Non, AstraZeneca n'a pas été forcée par l'EMA de retirer son vaccin Covid du marché

Le laboratoire britannique AstraZeneca a annoncé le 8 mai qu'il retirait de la vente son vaccin contre le Covid-19 Vaxzevria. Des internautes assurent que l'EMA, l'Agence européenne du médicament, lui aurait retiré son autorisation de mise sur le marché en raison d'effets indésirables graves. Attention : les effets indésirables provoqués par Vaxzevria sont extrêmement rares et le vaccin présente toujours un profil de risque sûr, selon l'EMA. Celle-ci confirme aussi que c'est bien le laboratoire qui est à l'origine du retrait du produit, considéré comme n'étant plus adapté à la demande.

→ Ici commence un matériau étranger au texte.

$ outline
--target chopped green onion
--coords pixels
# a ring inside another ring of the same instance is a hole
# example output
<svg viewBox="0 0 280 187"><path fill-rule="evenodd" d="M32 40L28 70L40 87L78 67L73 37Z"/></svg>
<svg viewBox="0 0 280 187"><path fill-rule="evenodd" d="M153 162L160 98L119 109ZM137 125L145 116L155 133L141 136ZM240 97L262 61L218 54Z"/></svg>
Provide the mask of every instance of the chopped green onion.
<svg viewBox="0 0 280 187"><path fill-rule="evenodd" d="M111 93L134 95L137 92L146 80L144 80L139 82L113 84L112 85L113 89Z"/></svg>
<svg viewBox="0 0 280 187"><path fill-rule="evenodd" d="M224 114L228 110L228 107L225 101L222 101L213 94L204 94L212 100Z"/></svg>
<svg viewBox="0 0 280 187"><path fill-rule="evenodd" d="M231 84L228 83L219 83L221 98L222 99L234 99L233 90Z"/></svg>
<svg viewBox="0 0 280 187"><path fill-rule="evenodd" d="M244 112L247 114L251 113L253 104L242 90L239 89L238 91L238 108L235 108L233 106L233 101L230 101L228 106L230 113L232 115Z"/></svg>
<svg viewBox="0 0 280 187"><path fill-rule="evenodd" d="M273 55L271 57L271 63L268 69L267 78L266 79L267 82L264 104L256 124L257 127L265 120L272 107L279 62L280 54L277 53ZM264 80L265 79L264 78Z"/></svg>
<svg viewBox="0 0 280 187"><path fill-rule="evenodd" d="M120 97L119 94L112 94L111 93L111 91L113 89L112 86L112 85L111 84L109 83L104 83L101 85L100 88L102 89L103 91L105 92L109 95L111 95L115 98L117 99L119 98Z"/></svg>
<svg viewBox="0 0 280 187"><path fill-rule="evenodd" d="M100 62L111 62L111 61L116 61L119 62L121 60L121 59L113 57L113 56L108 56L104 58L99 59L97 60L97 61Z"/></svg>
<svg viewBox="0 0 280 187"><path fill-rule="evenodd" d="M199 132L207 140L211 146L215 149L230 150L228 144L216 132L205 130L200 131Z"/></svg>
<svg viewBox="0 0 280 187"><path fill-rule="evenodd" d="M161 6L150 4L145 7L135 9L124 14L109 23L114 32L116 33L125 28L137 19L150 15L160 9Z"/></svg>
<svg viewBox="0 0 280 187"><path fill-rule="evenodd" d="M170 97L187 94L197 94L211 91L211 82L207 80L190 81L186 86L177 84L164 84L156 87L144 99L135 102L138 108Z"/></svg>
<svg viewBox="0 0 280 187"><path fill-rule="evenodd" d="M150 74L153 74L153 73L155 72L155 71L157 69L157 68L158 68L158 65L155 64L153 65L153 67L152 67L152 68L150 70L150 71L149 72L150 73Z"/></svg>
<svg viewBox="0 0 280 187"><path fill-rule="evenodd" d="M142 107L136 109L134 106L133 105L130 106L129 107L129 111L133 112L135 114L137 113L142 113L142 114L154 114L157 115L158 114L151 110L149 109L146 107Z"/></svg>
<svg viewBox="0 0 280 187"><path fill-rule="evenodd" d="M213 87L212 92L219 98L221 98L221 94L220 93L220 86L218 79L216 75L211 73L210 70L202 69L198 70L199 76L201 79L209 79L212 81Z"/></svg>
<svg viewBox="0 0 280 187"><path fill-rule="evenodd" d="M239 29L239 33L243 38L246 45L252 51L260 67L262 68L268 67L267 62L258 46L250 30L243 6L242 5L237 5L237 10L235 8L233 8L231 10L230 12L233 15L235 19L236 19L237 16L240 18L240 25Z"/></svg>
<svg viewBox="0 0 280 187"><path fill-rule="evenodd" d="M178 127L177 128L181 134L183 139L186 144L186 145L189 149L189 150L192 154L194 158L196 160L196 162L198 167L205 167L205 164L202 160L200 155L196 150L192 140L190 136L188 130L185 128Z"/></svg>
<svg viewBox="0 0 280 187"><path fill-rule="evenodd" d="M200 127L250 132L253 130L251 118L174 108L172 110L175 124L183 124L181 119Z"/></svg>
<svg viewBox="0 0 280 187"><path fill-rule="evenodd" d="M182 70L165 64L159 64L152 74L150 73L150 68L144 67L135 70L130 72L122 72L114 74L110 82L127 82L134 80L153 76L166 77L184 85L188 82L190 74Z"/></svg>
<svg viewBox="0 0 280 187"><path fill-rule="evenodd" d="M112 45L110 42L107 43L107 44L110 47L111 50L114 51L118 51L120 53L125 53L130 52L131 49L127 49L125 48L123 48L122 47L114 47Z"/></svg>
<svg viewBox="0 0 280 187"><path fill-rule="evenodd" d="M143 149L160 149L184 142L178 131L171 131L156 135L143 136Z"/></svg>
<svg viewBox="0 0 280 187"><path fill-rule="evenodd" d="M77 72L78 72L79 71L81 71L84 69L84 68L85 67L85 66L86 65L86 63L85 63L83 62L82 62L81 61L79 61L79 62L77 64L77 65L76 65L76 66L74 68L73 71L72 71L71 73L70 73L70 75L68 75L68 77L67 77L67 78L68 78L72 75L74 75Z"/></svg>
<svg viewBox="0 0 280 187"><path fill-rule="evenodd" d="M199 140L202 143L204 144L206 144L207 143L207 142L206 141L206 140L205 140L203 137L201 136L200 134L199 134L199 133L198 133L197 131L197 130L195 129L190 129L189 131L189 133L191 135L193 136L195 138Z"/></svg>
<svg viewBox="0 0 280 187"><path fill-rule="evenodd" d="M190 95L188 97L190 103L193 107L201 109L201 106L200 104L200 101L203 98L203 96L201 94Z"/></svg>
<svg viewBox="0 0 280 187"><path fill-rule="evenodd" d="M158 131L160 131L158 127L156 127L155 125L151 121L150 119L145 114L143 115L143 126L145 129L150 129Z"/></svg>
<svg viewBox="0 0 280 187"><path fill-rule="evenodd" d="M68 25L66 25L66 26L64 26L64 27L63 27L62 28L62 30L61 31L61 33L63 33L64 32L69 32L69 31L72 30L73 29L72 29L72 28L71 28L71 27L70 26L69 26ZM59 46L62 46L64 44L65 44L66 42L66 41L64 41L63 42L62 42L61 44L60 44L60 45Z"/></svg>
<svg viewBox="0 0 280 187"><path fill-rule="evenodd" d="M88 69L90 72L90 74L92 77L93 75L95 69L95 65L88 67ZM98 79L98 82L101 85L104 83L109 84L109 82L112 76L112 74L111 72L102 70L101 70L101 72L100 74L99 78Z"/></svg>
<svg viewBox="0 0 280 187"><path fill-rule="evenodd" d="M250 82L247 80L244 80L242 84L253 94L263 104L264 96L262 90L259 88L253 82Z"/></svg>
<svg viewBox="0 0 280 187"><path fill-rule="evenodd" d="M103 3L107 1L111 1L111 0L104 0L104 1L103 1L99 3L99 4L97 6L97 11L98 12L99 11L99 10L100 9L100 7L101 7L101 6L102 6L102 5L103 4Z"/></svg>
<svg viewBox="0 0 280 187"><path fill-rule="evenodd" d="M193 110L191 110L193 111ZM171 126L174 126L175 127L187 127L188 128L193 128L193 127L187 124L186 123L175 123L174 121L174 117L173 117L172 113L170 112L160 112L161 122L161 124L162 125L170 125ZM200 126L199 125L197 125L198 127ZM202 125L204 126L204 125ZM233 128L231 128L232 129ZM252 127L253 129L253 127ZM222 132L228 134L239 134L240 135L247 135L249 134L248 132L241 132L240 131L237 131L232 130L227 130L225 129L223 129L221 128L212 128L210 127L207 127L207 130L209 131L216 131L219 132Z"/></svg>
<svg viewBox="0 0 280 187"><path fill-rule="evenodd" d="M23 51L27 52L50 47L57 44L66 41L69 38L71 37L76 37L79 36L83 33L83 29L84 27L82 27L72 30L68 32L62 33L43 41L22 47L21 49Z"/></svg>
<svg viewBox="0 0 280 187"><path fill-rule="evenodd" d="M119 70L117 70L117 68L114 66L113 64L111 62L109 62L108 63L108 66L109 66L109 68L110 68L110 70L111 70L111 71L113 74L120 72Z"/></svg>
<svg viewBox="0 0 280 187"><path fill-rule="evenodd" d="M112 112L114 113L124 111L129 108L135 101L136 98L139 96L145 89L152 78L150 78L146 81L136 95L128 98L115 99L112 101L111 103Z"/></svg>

"Cet arrêt d'AstraZeneca n'est pas lié à un déclin de la demande... mais à un retrait de son autorisation de mise sur le marché par l'EMA pour 'effets indésirables'!!" écrit sur X le 8 mai le compte "l'infotox".

D'autres se félicitent de ce retrait, qui selon eux vient valider ce qu'ils dénoncent depuis 2021, comme cet internaute qui écrit: "Vaccin astrazeneca enfin retiré par l’EMA : Didier raoult fut le premier à lancer l’alarme sur les effets secondaires très graves de ce produit. Merci à lui ! Enfin les autorités sanitaires écoutent la médecine et la science. 3 ans de retard", dans une publication du 8 mai, partagée à plus de 400 reprises et accompagnée d'un portrait du très contesté ex-patron de l'IHU de Marseille.

Sur Facebook aussi, de nombreuses personnes affirment que "La commission européenne retire le vaccin AstraZeneca du marché", liant cette information au fait que le vaccin "a été reconnu  responsable de thromboses", comme cette publication partagée une centaine de fois. 

Des affirmations trompeuses très virales sur les réseaux sociaux dans de nombreuses langues, notamment en tchèque où un candidat anti-système aux élections européennes explique: "l'autorisation de mise sur le marché du vaccin d'AstraZeneca dans toute l'Europe a été retirée le 7 mai 2024. La vérité est toujours une question de temps... nous alertons sur ça depuis trois ans".

Mais contrairement à ce qu'affirment ces internautes, l'EMA n'est pas à l'origine du retrait d'AMM. 

Le retrait du marché, une "décision volontaire" d'AstraZeneca

La Commission européenne a annoncé en mars 2024 avoir initié un retrait de l'AMM de Vaxzevria (archive), "à la demande du propriétaire".

Le 7 mai, l'EMA a donc logiquement publié une information selon laquelle le vaccin ne serait plus autorisé dans l'UE (archive). Là encore, l'EMA précise sur son site que l'autorisation de mise sur le marché de Vaxzevria "a été retirée à la demande du titulaire de l'AMM".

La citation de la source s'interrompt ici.